Greenspon is asking Rutherford to quash terrorism charges against his client on grounds that the Crown hasn’t produced sufficient evidence of his involvement in a plan to bomb a nightclub, shopping centre and electric and gas facilities in Britain.
Greenspon wrapped up his arguments in support of the motion for dismissal Wednesday afternoon. Prosecutors will begin their counter-arguments when the court resumes sitting next Tuesday.
The defence has admitted that Khawaja — an Ottawa software developer — took weapons-training at a camp in Pakistan in 2003, and that he developed a remote-control device dubbed the Hi-Fi Digimonster that could be used to detonate bombs.
But Greenspon insisted his client’s only aim was to join Islamic insurgents fighting western troops in Afghanistan and to use the device to trigger homemade bombs there.
Evidence gathered by British security service MI-5 has shown Khawaja visited Omar Khyam, the leader of the British bomb plot, in 2004 and discussed remote-control technology with him.
But Greenspon pointed out that the same bugged conversations were filled with musings by Khawaja about travelling back to Pakistan and eventually to the front lines in Afghanistan.
He said Khawaja wasn’t present when Khyam and his fellow British conspirators discussed striking targets in Britain and that they deliberately kept him in the dark about those plans.
“It’s crystal clear that what was discussed in Momin Khawaja’s presence had everything to do with going to Afghanistan to fight [and] nothing to do with bombs in downtown London,” Greenspon said.
Khawaja participated in ‘violent jihad,’ Crown says
Prosecutors have yet to respond in detail to the defence arguments, but Bill Boutzouvis, one of the Crown attorneys handling the case, dropped a possible hint of their strategy earlier in the trial.
He argued that the core of the case against Khawaja is that he participated in “violent jihad,” no matter where his activities took place or what his intended targets were.
Greenspon contends it would be unjust, at this late point, to shift the focus away from the allegations involving the London plot.

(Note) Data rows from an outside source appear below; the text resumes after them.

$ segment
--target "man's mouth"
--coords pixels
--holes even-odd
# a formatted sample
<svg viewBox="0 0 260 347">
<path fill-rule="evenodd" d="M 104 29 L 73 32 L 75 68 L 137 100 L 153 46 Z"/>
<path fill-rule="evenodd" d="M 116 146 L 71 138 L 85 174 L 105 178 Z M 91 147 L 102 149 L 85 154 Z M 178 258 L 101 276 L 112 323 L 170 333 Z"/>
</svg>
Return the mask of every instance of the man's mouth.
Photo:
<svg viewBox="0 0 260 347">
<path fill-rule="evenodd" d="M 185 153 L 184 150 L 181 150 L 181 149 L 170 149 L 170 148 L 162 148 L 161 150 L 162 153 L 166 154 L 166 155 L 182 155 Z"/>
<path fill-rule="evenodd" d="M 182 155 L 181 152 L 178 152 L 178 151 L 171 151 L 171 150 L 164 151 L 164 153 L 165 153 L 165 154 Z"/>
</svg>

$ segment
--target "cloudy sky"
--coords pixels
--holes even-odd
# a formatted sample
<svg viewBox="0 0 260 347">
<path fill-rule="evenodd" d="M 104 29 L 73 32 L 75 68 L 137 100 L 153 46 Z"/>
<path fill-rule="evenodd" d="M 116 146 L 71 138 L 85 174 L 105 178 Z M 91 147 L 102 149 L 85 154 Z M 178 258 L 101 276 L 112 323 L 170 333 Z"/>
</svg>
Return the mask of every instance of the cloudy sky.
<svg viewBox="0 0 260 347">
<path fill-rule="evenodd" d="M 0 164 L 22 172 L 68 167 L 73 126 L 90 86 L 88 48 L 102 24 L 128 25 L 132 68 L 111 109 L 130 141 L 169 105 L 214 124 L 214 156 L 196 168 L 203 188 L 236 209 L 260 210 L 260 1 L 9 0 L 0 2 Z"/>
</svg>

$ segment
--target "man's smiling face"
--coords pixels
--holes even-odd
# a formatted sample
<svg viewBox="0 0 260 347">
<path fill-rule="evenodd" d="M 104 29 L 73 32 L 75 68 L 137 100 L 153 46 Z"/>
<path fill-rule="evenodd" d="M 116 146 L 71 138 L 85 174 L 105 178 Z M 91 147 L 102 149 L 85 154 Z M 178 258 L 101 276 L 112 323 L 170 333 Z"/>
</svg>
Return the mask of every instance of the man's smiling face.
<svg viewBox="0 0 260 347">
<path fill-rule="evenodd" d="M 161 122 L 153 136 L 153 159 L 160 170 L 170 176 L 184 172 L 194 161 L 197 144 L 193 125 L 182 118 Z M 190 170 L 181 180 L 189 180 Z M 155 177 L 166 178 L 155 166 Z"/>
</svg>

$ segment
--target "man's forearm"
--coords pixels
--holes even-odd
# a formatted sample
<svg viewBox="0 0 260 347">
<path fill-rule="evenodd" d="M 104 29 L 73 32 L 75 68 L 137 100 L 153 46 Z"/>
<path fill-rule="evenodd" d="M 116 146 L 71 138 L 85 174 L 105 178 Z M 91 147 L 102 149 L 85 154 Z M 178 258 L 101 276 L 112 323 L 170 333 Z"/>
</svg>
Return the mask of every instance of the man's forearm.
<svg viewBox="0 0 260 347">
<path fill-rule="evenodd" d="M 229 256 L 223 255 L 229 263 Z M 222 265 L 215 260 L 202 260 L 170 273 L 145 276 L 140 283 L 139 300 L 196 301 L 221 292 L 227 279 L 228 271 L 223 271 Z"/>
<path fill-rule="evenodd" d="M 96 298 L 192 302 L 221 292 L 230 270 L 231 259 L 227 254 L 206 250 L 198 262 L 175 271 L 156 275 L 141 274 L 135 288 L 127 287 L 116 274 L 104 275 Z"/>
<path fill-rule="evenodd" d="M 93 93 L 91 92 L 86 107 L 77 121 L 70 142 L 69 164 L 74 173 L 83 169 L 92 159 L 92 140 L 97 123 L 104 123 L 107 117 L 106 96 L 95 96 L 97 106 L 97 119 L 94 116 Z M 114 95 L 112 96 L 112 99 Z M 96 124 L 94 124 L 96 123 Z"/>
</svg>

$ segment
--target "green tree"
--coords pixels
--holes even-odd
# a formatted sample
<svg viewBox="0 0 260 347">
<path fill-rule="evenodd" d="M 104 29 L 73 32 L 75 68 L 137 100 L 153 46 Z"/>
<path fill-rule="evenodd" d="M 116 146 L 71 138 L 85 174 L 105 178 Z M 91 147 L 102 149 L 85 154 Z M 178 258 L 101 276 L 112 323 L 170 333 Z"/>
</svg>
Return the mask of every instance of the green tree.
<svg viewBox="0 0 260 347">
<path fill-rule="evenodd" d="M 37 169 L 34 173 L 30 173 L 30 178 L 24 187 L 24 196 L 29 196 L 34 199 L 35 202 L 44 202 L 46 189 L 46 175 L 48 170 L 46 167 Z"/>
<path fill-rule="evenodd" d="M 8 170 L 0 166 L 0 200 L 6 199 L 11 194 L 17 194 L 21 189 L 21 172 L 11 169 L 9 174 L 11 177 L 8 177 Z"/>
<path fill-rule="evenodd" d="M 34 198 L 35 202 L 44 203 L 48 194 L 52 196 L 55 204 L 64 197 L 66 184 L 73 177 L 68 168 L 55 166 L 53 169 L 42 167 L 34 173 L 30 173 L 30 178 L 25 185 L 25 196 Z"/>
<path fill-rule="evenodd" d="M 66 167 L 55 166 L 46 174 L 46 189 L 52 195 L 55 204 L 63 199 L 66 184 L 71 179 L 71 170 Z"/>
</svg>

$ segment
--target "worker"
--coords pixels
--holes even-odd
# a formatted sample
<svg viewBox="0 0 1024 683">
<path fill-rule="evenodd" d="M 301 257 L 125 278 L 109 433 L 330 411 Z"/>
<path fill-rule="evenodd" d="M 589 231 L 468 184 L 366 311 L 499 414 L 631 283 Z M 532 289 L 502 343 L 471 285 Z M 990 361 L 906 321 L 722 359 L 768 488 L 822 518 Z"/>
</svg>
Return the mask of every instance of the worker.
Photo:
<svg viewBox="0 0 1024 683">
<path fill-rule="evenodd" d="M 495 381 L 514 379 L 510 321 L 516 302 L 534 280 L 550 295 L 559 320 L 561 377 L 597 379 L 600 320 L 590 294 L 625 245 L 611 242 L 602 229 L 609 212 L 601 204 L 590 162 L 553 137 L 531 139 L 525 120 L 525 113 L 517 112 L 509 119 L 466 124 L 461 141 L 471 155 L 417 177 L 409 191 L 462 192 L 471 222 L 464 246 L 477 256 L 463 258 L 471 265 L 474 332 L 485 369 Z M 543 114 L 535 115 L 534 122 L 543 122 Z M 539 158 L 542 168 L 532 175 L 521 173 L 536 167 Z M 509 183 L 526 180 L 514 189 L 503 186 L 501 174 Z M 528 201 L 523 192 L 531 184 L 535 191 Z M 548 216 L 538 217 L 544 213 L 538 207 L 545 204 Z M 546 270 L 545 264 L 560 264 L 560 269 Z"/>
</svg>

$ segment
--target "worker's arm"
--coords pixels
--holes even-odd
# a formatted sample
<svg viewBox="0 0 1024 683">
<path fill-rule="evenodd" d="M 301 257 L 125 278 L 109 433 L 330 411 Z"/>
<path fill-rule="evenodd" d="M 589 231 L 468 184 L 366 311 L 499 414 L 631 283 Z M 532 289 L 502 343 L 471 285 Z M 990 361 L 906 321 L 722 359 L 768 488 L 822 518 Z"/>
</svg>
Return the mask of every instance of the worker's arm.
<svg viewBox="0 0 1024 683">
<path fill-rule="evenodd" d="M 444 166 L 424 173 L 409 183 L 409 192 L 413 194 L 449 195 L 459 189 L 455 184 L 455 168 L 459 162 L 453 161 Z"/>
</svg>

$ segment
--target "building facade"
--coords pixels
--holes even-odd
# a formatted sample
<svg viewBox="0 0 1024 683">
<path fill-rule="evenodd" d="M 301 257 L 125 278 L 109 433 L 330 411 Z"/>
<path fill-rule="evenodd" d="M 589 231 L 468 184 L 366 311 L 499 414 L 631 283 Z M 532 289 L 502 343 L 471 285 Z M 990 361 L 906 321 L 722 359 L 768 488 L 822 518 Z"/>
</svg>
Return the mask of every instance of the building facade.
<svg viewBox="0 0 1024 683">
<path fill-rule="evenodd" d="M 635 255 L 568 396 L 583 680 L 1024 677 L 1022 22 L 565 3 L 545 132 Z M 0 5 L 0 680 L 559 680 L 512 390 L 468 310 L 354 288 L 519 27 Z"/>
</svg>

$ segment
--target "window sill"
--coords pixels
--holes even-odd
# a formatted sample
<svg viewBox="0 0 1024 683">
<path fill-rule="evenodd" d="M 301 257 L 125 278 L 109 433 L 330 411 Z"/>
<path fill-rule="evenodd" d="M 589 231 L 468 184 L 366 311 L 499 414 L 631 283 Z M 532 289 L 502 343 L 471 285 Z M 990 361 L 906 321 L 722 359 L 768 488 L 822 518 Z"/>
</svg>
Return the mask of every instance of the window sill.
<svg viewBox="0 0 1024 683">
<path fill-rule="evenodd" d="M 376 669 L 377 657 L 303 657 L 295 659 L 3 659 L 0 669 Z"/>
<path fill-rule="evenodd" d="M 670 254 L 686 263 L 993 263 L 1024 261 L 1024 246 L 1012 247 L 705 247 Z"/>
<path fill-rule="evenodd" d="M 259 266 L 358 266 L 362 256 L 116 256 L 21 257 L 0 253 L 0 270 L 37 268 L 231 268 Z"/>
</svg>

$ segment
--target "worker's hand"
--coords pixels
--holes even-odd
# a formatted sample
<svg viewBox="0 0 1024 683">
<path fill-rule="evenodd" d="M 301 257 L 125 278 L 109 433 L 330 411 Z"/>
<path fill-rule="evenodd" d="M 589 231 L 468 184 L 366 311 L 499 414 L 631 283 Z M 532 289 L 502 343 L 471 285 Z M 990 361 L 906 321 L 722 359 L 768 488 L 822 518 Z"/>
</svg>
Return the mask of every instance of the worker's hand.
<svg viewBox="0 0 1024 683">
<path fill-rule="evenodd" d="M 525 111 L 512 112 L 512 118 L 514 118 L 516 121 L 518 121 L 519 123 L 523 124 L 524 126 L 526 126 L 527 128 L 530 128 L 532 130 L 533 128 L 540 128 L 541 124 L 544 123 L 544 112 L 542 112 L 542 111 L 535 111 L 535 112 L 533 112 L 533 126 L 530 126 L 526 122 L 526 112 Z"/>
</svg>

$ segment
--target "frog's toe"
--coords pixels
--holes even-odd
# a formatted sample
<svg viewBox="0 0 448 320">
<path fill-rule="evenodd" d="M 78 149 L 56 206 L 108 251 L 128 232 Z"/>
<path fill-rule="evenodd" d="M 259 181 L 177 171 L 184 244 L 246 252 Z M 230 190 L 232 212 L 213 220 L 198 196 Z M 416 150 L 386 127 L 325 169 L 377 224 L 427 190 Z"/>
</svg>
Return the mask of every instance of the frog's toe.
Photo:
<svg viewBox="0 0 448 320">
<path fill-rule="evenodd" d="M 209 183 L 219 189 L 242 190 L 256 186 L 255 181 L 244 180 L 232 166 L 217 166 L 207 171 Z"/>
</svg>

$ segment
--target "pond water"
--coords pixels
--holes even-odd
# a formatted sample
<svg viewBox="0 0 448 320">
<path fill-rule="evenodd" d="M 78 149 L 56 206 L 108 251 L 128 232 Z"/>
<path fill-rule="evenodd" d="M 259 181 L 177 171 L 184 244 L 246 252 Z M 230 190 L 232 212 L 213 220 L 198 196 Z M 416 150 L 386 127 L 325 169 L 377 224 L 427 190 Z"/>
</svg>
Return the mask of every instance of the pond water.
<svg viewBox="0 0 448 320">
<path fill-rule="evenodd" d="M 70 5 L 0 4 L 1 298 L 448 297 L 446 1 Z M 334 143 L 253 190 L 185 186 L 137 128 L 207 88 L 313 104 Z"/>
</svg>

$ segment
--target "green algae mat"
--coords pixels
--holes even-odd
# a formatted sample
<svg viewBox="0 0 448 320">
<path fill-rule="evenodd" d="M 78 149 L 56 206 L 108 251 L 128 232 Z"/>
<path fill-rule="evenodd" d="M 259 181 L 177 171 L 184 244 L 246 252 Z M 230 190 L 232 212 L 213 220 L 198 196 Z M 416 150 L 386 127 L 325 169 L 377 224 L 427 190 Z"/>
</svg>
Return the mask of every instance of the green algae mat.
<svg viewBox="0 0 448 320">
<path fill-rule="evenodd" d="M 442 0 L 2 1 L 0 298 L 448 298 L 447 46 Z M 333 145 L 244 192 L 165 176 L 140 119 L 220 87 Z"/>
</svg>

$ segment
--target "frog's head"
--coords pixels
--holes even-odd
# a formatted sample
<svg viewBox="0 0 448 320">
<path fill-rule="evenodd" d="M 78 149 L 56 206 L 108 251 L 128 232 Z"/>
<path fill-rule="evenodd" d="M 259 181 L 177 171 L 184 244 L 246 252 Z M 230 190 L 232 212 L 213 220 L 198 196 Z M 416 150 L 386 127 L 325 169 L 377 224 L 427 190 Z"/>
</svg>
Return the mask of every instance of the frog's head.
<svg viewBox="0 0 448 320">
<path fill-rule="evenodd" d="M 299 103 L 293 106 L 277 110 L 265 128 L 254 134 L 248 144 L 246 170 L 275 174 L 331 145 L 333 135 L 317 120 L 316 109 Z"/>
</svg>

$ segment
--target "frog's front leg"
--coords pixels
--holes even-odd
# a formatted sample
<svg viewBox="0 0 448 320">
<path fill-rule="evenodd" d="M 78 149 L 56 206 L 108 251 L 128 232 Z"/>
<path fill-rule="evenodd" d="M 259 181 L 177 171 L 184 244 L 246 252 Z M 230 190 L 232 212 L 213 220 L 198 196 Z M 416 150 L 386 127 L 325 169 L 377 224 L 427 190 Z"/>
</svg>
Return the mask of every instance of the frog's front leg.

Such a switch, he said, would mean that “they charged A and they went on to prove B.”
He said the prosecution wants “not only to change horses but go to a completely different animal” in the middle of the case.
Khawaja faces seven charges under the Anti-Terrorism Act, including a key allegation that he built the Digimonster.
He’s also accused of financing and facilitating terrorism, participating in terrorist training and meetings, and making a house owned by his family in Pakistan available for terrorist use.
Five of his alleged co-conspirators, including Khyam, were convicted last year in Britain of participating in the failed bomb plot and sentenced to life in prison.